Engineer Turbet, who oversaw the design and construction of what he says is the best and most beautiful of the bridges he’s worked on, was granted the first “official” crossing, which he experienced as a passenger in a Suffield police cruiser that broke the ribbon. The ribbon was put back, and after brief comments thanking everyone who had participated in the project, Gerry wielded his scissors.
Planning for the bridge had taken years. The previous bridge had been designated functionally inadequate by the state (though not structurally deficient) and the state authorized funds for 80 percent of the three-million-dollar cost. The new bridge would be wider, higher, and pivoted to a skew angle that mitigated the previous sharp curve required in Remington Street, so it would be much longer than the old one, with two massive abutments. Its single span would avoid the multiple piers of the old bridge, which often collected debris and increased upstream flooding.
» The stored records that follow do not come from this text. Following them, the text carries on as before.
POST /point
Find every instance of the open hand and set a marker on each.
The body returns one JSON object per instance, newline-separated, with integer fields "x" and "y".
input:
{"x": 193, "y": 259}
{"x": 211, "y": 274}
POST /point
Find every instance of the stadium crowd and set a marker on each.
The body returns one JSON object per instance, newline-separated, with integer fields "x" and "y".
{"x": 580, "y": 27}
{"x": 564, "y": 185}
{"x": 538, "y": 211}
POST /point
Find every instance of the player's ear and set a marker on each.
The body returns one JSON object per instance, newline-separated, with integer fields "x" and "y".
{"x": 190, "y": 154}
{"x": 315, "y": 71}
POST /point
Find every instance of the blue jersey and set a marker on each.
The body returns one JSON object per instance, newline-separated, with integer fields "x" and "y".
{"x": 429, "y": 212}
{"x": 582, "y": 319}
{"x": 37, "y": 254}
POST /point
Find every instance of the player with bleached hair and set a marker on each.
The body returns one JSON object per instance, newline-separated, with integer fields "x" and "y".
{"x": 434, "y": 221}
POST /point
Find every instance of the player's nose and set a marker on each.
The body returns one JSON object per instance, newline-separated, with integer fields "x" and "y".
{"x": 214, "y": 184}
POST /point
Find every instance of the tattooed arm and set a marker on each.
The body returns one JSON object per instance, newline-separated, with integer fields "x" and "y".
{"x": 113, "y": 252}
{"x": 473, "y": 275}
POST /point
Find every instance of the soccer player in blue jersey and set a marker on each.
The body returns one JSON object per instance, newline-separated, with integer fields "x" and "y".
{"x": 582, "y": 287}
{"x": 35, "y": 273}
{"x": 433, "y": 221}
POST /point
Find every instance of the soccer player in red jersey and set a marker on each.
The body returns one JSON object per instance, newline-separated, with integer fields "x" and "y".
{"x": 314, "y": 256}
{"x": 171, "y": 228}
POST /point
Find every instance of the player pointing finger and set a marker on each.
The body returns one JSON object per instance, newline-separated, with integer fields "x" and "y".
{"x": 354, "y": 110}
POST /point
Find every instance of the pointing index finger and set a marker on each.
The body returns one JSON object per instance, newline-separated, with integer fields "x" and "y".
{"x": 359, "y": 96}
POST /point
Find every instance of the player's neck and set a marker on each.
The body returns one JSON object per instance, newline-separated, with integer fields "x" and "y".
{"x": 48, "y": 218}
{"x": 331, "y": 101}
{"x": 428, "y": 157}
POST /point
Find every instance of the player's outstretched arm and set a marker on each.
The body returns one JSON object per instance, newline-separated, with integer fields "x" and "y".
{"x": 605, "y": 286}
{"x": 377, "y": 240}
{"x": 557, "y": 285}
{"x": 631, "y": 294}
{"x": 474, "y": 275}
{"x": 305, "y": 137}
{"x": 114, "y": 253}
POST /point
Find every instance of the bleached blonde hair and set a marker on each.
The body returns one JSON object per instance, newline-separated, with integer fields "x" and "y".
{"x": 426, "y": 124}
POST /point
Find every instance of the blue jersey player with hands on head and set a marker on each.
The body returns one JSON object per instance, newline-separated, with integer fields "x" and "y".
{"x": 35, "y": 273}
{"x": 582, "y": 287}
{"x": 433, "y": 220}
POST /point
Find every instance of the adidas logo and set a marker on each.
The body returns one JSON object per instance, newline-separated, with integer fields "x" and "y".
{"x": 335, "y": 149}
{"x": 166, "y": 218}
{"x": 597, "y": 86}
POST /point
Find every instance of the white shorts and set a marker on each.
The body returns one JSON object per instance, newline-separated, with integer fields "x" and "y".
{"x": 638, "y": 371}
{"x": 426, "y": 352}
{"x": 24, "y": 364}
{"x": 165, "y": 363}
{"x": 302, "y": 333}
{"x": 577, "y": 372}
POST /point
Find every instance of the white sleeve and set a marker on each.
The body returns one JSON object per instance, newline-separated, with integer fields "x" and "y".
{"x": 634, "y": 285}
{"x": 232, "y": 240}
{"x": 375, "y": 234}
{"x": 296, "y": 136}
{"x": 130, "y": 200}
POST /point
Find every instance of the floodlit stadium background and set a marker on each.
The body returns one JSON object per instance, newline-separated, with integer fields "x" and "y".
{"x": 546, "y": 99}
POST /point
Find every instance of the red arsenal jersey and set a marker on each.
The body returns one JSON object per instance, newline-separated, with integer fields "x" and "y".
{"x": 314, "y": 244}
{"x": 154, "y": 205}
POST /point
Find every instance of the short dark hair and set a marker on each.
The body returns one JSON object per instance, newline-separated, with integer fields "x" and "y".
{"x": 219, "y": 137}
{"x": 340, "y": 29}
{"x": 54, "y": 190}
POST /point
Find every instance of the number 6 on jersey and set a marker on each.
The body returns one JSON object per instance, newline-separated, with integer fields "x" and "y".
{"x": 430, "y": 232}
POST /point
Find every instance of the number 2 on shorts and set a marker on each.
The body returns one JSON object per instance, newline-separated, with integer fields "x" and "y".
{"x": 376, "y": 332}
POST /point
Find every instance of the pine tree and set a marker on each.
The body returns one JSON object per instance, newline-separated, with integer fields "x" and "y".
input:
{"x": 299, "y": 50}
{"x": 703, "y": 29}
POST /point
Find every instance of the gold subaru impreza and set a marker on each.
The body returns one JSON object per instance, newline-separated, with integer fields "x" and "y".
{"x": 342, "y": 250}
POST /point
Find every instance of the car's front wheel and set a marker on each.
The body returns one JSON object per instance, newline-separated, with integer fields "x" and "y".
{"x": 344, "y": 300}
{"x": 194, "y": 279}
Construction began in April last year, with plans to open in October. It had been planned to maintain at least alternating one-way traffic on the old bridge throughout the construction process, but delays in procurement of the six main concrete beams required a full shutdown to assure completion in 2020. Many drivers were troubled by the long detour that entailed. COVID-19 effects caused some other procurement problems, as well, so the (unofficial) opening was delayed until early December.
Even that date was problematic, as late in the construction sequence, when roadside guard rails were being installed, it was found that six of the guard rail posts for the bridge itself had bolt hole locations that wouldn’t fit the pattern of the bolts embedded in the bridge’s concrete. Happily for impatient commuters, officials decided that the bridge could be put to use briefly without those posts. Remanufactured posts were installed about two weeks after the ribbon cutting.